The Epithelium separates body compartments as a barrier and selectively transports various substances, thereby contributing to organ functions and homeostasis. Our laboratory aims to clarify the molecular bases of specialized cell structures responsible for these basic roles of the epithelium. We focus on cell-cell junctions involved in the regulation of the paracellular transport (occluding junctions), including the tight junction and its related structures, and examine their molecular architectures, functions, and dynamic behavior. One of the characteristic features of our research is that we identify structural or regulatory proteins of occluding junctions and characterize their functions. We take combined approaches of molecular cell biology, physiology, and morphology, including immunoelectron and freeze-fracture replica electron microscopy, by using cultured epithelial cells and model organisms, including mice and fruit flies. The genome editing-mediated systematic loss of function experiments of relevant proteins in cultured epithelial cells is providing various new findings. The following are ongoing projects.
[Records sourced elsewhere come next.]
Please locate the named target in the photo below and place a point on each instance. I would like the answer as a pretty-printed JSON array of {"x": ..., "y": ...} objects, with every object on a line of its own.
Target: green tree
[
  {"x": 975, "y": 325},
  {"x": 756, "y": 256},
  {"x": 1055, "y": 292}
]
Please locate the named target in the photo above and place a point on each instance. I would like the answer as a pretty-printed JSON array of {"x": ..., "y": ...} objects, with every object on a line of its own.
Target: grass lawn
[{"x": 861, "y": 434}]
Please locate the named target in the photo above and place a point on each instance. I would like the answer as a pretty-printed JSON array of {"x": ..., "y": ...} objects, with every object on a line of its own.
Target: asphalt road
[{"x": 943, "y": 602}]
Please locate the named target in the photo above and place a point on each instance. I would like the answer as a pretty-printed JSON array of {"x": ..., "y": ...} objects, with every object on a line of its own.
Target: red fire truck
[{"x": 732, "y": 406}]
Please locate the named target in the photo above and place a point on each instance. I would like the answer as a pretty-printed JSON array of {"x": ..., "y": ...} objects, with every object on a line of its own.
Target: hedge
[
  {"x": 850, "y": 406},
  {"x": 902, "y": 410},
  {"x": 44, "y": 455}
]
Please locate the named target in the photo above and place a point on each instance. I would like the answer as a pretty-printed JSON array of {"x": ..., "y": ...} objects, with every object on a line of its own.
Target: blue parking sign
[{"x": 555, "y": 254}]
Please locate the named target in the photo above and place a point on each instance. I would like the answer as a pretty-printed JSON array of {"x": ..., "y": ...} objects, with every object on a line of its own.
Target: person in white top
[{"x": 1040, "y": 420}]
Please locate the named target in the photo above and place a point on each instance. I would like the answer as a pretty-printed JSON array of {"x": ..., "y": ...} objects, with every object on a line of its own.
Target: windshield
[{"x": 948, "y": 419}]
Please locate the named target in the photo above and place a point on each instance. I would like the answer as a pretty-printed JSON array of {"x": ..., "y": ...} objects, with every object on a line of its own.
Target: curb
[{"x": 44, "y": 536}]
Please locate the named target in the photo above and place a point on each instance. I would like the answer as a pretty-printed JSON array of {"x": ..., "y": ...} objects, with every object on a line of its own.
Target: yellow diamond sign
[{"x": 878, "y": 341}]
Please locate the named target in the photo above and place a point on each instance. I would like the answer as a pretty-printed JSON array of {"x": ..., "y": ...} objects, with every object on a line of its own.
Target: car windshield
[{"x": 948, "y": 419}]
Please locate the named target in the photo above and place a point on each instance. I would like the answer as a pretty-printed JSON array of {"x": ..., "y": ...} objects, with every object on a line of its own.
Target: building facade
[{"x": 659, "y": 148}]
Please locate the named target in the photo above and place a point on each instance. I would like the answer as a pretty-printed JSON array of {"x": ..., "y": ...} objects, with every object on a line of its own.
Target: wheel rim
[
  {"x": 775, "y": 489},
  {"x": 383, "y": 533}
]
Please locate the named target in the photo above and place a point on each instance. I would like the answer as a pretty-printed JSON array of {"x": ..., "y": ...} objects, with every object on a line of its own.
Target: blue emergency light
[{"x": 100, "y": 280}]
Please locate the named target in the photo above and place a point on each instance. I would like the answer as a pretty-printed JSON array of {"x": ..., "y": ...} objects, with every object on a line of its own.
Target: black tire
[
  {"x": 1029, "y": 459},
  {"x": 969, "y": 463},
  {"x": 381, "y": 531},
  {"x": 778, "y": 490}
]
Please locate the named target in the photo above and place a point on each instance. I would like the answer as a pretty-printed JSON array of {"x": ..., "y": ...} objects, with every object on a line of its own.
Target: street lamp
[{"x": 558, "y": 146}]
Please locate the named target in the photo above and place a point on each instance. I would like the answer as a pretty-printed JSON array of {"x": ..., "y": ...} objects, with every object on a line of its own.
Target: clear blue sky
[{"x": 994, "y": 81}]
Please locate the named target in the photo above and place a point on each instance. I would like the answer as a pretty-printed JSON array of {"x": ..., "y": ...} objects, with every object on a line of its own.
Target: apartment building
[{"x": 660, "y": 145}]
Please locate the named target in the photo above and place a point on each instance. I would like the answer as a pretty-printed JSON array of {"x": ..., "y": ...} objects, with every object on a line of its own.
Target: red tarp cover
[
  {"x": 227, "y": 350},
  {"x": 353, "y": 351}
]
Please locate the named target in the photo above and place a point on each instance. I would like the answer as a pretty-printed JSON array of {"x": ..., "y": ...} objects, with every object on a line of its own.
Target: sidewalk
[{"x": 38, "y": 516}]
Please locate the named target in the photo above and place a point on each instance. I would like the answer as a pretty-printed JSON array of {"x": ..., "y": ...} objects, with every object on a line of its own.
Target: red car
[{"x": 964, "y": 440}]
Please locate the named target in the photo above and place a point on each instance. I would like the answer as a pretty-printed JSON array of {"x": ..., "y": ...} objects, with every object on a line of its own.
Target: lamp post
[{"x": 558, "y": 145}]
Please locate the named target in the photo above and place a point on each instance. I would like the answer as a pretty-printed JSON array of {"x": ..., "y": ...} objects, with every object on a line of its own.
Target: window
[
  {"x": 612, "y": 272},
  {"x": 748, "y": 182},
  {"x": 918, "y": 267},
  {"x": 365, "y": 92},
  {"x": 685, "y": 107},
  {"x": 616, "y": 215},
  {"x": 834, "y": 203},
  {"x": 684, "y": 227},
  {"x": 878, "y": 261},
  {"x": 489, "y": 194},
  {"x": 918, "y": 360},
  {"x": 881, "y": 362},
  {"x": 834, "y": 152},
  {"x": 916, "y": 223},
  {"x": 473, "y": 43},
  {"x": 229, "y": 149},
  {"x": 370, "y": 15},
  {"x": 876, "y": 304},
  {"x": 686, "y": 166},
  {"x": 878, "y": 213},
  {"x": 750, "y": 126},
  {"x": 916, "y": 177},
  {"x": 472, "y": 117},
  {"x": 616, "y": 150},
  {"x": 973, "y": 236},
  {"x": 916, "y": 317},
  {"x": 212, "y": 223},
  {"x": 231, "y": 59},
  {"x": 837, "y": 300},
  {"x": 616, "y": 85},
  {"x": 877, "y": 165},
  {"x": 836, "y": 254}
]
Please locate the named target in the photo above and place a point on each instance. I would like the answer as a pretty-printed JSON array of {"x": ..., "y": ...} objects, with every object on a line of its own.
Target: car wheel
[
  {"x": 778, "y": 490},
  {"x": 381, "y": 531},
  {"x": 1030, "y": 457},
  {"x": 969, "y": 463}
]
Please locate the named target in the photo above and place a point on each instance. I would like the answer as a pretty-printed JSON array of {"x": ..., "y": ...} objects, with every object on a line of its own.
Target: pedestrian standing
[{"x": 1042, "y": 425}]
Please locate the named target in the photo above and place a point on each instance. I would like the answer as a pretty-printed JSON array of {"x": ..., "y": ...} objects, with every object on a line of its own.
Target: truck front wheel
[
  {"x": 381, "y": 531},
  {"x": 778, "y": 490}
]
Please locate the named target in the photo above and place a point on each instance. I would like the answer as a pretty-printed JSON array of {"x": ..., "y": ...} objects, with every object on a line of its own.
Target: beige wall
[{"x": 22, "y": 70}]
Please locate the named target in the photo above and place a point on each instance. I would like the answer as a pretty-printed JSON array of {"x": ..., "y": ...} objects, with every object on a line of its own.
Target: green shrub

Molecular architecture and morphology of tricellular tight junctions (tTJs).
tTJs are specialized intercellular junctions formed at the point where vertices of three epithelial cells meet. tTJs contain membrane proteins angulin family proteins and tricellulin, and restrict the leakage of solutes through the intercellular space together with claudin-based tight junctions. The bottom shows a tTJ observed by freeze-fracture replica (left) and ultra-thin section (right) electron microscopy.
Roles of smooth septate junctions in the Drosophila midgut.
When the expression of a smooth septate junction-associated membrane protein Ssk is suppressed in the adult Drosophila gut, the intestinal barrier function is impaired, leading to the leakage of blue dye from the intestinal lumen to the body cavity with overproliferation of enterocytes.